- Cover of Runaways vol. 3, 1 (Oct, 2008), art by Humberto Ramos
- Publisher: Marvel Comics
- Publication date: August 2008 – January 2009
- Genre: Superhero;
- Title(s): Runaways (vol. 3) #1-6
- Main character(s): Runaways Four Majesdanians

Creative team
- Writer: Terry Moore
- Penciller: Humberto Ramos
- Inker: Dave Meikis
- Letterer: Joe Caramagna
- Colorist: Christina Strain

= Dead Wrong (comics) =

Story arc in the comic book Runaways

"Dead Wrong" is a story arc of the Marvel Comics' award-winning comic series, Runaways. The story arc features the first appearance of the creative team of Terry Moore and Humberto Ramos. The arc is composed of the first six issues of the series' third volume.

==Production==
Terry Moore was announced to take over the series during summer 2006. Moore hadn't read Runaways until the job offer came up; after getting more information about the Marvel Universe and Runaways from his son, Moore "fell in love" and describes the characters with great detail and passion. Moore mentioned that one of his favorite scenes in this story arc involved the beach scene with Molly and Klara.

Humberto Ramos's incarnations of the Runaways differs greatly from those of previous artists Adrian Alphona, Mike Norton, and Michael Ryan. For Karolina, he used his personal opinion to draw her, deliberately breaking style with the previous artists for the benefit. His drawing of Nico was meant to look sexy. As for Chase, he modeled Chase into a typical "big blond hunk of California surfer", because Chase should be "the muscle in the team." Ramos regularly goes onto Yahoo! Shopping, looking for the latest ideas in fashion for Molly and Klara's Hannah Montana-inspired clothes. Xavin's gender is to be determined by the way the story progresses, Victor remains more or less the same, but Old Lace differs greatly.
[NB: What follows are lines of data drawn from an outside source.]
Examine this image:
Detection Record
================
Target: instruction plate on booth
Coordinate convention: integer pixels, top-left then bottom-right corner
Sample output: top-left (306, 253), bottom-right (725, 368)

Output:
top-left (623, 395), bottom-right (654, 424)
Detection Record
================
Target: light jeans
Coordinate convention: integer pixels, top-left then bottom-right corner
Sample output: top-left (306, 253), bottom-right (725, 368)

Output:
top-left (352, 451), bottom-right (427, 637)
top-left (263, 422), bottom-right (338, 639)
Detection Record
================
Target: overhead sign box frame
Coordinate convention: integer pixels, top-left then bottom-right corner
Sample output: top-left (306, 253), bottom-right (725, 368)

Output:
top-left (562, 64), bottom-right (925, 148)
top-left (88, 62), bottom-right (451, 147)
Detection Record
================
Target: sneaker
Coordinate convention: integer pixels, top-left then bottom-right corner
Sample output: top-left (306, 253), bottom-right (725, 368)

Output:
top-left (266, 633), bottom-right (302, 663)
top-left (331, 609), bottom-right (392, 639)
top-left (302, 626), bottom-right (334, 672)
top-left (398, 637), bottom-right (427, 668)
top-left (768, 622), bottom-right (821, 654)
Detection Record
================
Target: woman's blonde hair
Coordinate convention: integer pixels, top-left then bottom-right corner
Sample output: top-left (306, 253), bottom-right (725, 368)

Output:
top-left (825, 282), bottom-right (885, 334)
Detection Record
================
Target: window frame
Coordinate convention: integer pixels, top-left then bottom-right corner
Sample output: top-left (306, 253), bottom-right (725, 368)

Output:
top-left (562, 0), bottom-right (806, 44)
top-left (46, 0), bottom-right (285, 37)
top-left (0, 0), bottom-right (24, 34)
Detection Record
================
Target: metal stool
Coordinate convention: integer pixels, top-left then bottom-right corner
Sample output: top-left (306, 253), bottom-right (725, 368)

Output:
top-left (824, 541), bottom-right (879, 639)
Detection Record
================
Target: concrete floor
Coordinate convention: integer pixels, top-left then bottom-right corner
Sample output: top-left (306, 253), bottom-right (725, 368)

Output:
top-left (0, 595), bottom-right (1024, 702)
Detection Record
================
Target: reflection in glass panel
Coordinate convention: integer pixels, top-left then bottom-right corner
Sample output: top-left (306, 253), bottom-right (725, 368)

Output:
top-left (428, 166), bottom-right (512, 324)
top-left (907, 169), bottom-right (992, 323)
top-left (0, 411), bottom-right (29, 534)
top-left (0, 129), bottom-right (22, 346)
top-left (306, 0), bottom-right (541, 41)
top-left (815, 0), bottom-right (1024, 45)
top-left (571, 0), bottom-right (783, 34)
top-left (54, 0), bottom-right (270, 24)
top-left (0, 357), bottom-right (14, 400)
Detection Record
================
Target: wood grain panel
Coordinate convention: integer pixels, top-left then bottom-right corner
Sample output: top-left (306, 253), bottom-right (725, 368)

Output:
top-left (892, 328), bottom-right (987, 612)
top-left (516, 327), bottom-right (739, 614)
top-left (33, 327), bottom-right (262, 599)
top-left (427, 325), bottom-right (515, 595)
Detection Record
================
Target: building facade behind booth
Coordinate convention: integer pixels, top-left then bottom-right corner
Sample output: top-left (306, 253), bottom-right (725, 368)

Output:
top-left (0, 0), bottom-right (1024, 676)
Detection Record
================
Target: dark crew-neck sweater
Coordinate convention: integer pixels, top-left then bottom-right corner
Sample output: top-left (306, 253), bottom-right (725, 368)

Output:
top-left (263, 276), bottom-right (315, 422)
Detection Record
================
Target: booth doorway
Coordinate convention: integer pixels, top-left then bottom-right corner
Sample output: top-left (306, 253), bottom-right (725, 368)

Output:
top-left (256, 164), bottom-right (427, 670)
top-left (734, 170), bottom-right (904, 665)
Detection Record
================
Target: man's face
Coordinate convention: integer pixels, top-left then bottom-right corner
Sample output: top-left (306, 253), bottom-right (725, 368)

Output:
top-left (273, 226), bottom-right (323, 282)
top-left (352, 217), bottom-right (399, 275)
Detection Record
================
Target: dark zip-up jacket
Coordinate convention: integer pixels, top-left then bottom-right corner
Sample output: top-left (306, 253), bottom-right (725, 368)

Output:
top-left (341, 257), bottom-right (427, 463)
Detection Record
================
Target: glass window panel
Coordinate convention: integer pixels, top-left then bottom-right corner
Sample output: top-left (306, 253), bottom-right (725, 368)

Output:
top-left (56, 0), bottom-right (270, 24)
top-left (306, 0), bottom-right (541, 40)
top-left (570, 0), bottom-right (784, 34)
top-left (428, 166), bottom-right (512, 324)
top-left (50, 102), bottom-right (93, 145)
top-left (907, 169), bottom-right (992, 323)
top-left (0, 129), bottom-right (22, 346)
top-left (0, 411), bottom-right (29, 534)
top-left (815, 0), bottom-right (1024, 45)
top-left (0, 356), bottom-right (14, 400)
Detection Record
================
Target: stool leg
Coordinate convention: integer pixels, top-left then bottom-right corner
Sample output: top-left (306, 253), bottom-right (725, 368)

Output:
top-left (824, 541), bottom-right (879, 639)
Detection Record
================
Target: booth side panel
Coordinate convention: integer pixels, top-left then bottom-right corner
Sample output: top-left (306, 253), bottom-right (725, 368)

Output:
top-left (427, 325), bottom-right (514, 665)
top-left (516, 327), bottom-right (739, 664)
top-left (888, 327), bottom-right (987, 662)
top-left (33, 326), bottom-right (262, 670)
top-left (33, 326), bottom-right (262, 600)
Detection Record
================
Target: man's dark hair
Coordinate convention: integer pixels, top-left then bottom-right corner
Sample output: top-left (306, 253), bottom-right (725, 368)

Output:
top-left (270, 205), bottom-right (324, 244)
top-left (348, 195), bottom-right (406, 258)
With a much longer jaw, the dinosaur appears a lot larger than previous incarnations.

==Story==
===Plot===
The duo's pilot issue (August 27, 2008) had the Runaways find a third hiding place at Chase's parent's former Malibu home. Klara saves her first life, Chase's new radio station manager boss, Bob, who mysteriously falls off the tower during a heart attack. When returning home, the Runaways discover that the remaining Majesdanians (Karolina's alien race) have arrived; deHalle, vaRikk, vaDanti, and the General have the desire to hunt Karolina down for the problems caused on their planet. With the help of a spell from Nico ("Scatter") she manages to separate the Majesdanians, sending vaRikk to Africa, deHalle to Antarctica, and the General to China (September 24, 2008). Her spell fails to work on vaDanti, so the Runaways hold him captive. Meanwhile, Val Rhymin kills Bob, the station manager. It is revealed in the third issue that Nico's spell actually also affected the Runaways; a reason why they are also slowly breaking up.

===Setting===
Like previous writers Brian K. Vaughan and Joss Whedon, Moore continues to make cultural references: YouTube, the Federal Communications Commission (FCC), movie director Kevin Smith. The films Psycho, Jurassic Park, and Rocky Balboa from the Rocky film series are also referenced.

===Characters===
- Nico Minoru leads the team. She is a witch who controls magic.
- Karolina Dean is an extraterrestrial, who controls solar energy.
- Chase Stein has a psychic link to a dinosaur and owns fire/electric-manipulating gauntlets.
- Molly Hayes is a mutant whose powers include super-strength and invulnerability.
- Victor Mancha is a cyborg who has the ability to control metal and electricity.
- Xavin, a shape-shifting alien has the abilities of the Fantastic Four.
- Klara Prast, the latest member, has the ability to control plants.